Le ministre de la Communication et médias, porte-parole du gouvernement, a affirmé que le chef de l’État va signer une Ordonnance présidentielle relative au dialogue national inclusif annoncé ce vendredi 17 juillet 2026, à l’issue de son échange avec les représentants des principales confessions religieuses de la République démocratique du Congo.
Au cours d’un briefing presse spécial, le ministre de la Communication et médias a indiqué que cette Ordonnance présidentielle fixera notamment les termes et les détails concernant l’organisation des pourparlers.
« Dans les jours qui viennent, il [NDLR : le président de la République] prendra une Ordonnance qui fixera les termes, les détails, notamment sur comment ce dialogue devra être sera organisé. Je rappelle que c’est lui-même qui sera à la manœuvre pour l’organisation de ce dialogue », a-t-il annoncé.
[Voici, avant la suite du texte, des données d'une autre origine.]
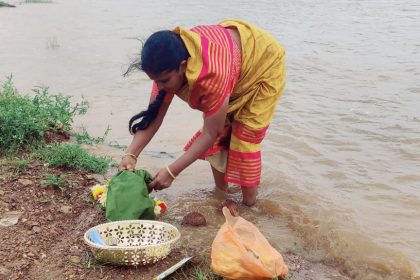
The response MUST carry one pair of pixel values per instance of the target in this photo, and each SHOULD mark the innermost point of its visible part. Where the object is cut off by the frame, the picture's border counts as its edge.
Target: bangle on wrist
(131, 155)
(170, 173)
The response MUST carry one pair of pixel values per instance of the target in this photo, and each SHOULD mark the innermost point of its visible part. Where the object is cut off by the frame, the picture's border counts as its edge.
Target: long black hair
(163, 51)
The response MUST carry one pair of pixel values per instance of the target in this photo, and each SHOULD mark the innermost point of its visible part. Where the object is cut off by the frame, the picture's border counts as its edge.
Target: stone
(194, 219)
(25, 182)
(36, 229)
(65, 209)
(74, 259)
(10, 218)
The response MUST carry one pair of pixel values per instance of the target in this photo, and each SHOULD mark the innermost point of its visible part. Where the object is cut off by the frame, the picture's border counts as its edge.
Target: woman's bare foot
(231, 205)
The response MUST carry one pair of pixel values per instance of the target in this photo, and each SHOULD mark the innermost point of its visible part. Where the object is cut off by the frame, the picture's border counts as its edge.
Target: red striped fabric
(214, 82)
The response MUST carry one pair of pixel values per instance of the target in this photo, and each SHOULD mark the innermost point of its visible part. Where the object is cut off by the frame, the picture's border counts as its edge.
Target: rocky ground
(43, 222)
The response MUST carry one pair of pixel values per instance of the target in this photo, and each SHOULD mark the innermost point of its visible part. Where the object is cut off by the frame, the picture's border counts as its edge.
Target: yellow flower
(98, 191)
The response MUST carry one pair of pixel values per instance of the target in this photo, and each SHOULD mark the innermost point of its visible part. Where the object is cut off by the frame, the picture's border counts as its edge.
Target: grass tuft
(25, 120)
(74, 157)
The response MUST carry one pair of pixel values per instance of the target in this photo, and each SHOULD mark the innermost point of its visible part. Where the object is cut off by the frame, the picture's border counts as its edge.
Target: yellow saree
(253, 95)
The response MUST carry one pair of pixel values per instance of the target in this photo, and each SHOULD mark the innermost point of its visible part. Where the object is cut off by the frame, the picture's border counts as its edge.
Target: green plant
(85, 138)
(24, 119)
(20, 164)
(73, 156)
(60, 181)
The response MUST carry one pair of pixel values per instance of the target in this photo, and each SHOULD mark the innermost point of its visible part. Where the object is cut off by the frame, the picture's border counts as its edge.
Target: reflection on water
(342, 156)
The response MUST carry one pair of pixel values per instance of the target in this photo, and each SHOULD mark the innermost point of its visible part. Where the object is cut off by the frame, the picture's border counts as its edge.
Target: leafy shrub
(85, 138)
(73, 156)
(24, 119)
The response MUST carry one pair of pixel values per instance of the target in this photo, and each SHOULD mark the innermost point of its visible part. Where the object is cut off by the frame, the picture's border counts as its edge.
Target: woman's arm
(213, 126)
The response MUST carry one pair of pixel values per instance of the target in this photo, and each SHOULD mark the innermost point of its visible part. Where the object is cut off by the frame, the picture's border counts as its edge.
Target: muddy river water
(341, 160)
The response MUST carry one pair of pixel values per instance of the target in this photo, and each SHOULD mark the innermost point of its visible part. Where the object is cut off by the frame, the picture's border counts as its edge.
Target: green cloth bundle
(128, 197)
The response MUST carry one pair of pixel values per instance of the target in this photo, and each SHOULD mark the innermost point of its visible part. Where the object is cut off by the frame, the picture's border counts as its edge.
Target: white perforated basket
(139, 242)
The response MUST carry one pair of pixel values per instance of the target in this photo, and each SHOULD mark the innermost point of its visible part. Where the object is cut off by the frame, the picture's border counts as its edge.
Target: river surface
(341, 160)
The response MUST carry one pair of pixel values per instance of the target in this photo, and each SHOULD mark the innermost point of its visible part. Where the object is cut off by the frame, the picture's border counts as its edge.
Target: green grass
(25, 119)
(85, 138)
(74, 157)
(19, 164)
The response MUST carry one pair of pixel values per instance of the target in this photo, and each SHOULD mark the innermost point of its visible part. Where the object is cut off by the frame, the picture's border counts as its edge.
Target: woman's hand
(161, 181)
(127, 163)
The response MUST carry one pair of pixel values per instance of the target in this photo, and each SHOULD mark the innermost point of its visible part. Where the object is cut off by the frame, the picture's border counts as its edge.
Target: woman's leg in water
(249, 195)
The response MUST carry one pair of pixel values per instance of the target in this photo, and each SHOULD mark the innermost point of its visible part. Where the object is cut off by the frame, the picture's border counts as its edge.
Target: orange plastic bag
(240, 251)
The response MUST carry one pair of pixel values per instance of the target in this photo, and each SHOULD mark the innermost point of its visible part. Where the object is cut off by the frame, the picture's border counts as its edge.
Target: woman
(234, 73)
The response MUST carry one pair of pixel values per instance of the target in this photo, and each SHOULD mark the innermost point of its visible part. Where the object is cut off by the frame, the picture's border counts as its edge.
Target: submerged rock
(232, 205)
(194, 219)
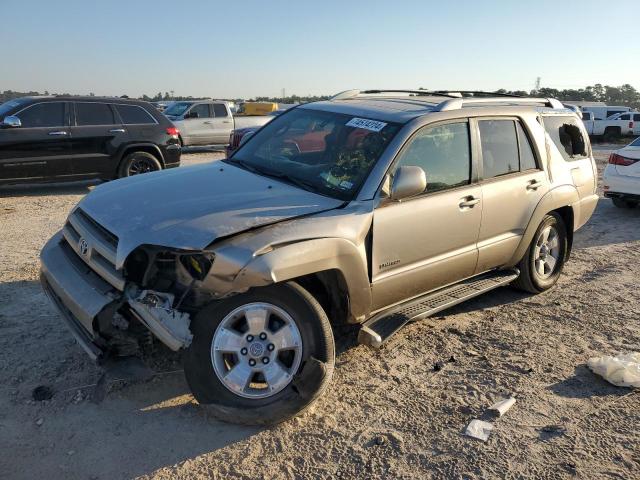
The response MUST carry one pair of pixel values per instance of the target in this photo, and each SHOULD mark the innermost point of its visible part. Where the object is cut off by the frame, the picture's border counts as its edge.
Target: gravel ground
(388, 413)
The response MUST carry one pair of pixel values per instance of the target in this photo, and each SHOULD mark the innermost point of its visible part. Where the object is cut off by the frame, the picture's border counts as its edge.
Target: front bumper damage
(90, 306)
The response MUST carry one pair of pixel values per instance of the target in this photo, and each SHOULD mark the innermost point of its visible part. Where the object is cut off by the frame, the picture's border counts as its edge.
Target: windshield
(6, 107)
(328, 153)
(177, 108)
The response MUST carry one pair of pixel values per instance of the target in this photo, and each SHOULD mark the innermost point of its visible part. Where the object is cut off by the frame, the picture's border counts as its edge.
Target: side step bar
(377, 330)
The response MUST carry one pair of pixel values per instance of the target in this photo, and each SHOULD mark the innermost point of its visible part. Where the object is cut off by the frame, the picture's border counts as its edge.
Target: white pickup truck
(616, 126)
(208, 122)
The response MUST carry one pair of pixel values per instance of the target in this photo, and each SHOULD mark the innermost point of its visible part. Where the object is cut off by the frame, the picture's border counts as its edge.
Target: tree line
(624, 94)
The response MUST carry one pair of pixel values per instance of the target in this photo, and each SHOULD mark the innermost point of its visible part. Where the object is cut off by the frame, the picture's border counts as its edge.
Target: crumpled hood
(190, 207)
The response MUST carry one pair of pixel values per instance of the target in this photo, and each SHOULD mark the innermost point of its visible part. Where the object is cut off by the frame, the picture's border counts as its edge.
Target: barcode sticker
(372, 125)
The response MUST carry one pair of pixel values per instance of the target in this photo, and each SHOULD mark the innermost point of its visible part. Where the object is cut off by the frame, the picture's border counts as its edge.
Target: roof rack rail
(458, 103)
(355, 93)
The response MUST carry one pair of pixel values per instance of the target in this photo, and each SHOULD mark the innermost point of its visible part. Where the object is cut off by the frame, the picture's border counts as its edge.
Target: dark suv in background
(72, 138)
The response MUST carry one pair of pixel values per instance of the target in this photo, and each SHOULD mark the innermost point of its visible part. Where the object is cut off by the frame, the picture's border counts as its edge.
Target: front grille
(95, 245)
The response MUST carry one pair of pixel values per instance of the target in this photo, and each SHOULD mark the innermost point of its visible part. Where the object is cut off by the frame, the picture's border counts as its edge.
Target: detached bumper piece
(77, 291)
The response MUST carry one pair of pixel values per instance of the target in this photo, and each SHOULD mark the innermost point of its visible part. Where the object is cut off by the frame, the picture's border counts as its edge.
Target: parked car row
(72, 138)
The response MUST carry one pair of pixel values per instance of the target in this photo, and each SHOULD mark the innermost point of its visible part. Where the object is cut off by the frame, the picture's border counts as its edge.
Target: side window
(443, 152)
(219, 110)
(202, 109)
(567, 136)
(527, 158)
(42, 115)
(93, 114)
(499, 147)
(134, 115)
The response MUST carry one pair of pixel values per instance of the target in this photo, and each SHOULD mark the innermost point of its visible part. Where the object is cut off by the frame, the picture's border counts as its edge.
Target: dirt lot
(387, 414)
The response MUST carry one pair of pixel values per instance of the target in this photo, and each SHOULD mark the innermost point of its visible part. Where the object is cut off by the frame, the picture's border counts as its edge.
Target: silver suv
(376, 208)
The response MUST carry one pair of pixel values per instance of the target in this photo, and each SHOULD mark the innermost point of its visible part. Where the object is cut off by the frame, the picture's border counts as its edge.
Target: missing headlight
(198, 264)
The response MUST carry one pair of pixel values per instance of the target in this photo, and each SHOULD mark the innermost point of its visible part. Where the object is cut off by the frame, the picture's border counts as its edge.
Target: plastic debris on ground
(622, 370)
(501, 407)
(479, 429)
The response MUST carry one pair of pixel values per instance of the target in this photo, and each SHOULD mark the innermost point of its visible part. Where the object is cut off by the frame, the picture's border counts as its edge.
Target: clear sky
(247, 48)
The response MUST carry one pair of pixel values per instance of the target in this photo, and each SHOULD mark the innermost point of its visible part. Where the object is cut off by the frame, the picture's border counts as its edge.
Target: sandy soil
(388, 414)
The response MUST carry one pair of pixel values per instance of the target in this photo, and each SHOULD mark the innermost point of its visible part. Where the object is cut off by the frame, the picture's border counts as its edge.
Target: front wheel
(260, 357)
(542, 265)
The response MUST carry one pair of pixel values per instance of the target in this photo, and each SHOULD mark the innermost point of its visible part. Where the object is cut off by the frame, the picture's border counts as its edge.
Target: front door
(512, 186)
(40, 147)
(428, 241)
(95, 138)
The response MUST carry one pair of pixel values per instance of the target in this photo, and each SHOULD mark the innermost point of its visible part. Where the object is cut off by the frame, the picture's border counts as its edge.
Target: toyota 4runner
(375, 208)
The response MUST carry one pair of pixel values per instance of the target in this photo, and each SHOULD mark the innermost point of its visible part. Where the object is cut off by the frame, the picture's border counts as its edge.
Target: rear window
(567, 136)
(93, 114)
(219, 110)
(50, 114)
(134, 115)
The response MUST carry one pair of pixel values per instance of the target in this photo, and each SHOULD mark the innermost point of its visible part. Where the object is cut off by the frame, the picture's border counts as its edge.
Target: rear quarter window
(567, 136)
(134, 115)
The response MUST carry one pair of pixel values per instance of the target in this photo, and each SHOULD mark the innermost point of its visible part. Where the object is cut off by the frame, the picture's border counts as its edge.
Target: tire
(308, 366)
(135, 163)
(531, 278)
(623, 203)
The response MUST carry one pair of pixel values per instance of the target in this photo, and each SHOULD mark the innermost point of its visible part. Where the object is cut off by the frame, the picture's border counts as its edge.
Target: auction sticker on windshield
(372, 125)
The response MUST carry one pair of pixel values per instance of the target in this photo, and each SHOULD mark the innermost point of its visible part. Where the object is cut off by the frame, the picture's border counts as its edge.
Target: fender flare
(559, 197)
(312, 256)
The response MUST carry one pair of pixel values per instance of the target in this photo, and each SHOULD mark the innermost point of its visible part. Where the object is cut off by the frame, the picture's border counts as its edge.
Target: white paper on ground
(622, 370)
(502, 406)
(479, 429)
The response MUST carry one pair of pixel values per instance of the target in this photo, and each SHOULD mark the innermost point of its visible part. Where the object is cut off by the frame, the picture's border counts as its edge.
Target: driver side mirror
(408, 181)
(11, 122)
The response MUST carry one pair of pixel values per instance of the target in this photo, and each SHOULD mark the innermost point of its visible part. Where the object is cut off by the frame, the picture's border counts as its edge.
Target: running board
(380, 328)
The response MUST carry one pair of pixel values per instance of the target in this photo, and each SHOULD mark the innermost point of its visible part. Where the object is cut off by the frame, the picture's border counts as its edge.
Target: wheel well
(566, 213)
(142, 148)
(330, 289)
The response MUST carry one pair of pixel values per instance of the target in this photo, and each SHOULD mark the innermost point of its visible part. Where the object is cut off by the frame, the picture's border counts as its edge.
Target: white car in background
(622, 176)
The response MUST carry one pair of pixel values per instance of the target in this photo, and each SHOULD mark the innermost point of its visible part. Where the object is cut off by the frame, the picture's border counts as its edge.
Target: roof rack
(458, 103)
(355, 93)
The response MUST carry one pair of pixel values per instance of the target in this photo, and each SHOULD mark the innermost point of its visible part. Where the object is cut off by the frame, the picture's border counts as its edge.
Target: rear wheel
(542, 265)
(260, 357)
(624, 203)
(136, 163)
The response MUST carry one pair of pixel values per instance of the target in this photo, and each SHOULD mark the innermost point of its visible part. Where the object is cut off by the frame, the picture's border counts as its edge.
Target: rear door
(512, 185)
(95, 138)
(221, 124)
(198, 124)
(40, 148)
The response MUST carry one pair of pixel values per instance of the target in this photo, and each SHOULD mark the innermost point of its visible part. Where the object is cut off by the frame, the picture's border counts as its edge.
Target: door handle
(534, 185)
(469, 202)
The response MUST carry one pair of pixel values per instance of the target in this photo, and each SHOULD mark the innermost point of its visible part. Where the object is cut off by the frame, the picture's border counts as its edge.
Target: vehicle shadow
(609, 225)
(585, 384)
(40, 189)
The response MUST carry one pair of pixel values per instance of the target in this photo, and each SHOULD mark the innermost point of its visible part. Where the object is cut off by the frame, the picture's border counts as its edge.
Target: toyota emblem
(83, 246)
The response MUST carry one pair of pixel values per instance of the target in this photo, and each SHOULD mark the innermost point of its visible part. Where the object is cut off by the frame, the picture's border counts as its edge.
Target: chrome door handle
(469, 202)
Le ministre de la Communication et médias a également précisé que ce dialogue se tiendra en République démocratique du Congo. L’objectif, d’après lui, est de créer la cohésion nationale pour mettre fin à la guerre d’agression à l’Est et poursuivre l’élan de développement dans le pays.
« Le président a plusieurs fois montré sa volonté, sa disposition pour travailler avec tous les Congolais qui le souhaitent, pour que nous puissions ensemble construire la cohésion nationale nécessaire pour créer ce front intérieur contre l’agression rwandaise », a ajouté le ministre Patrick Muyaya.
Quant à la participation à cette grande discussion nationale, ce membre du gouvernement a déclaré que ces assises concerneront les Congolais qui n’appuieront pas la crise sécuritaire dans la partie Est du pays.
« Lorsque nous on parle d’inclusif, c’est d’abord tous ces Congolais qui s’unissent pour un objectif commun. Parce qu’on va aller un dialogue pourquoi ? Si nous allons faire un dialogue, c’est parce qu’on estime qu’il y a des préoccupations majeures du pays, qui nécessitent que les enfants d’un même parent, ici la République démocratique du Congo, puissent s’unir et être ensemble », a-t-il laissé entendre.
Il a martelé sur le fait que ce dialogue n’est pas convoqué pour le partage des postes, l’initiative prise par le président de la République concerne par contre l’avenir du pays.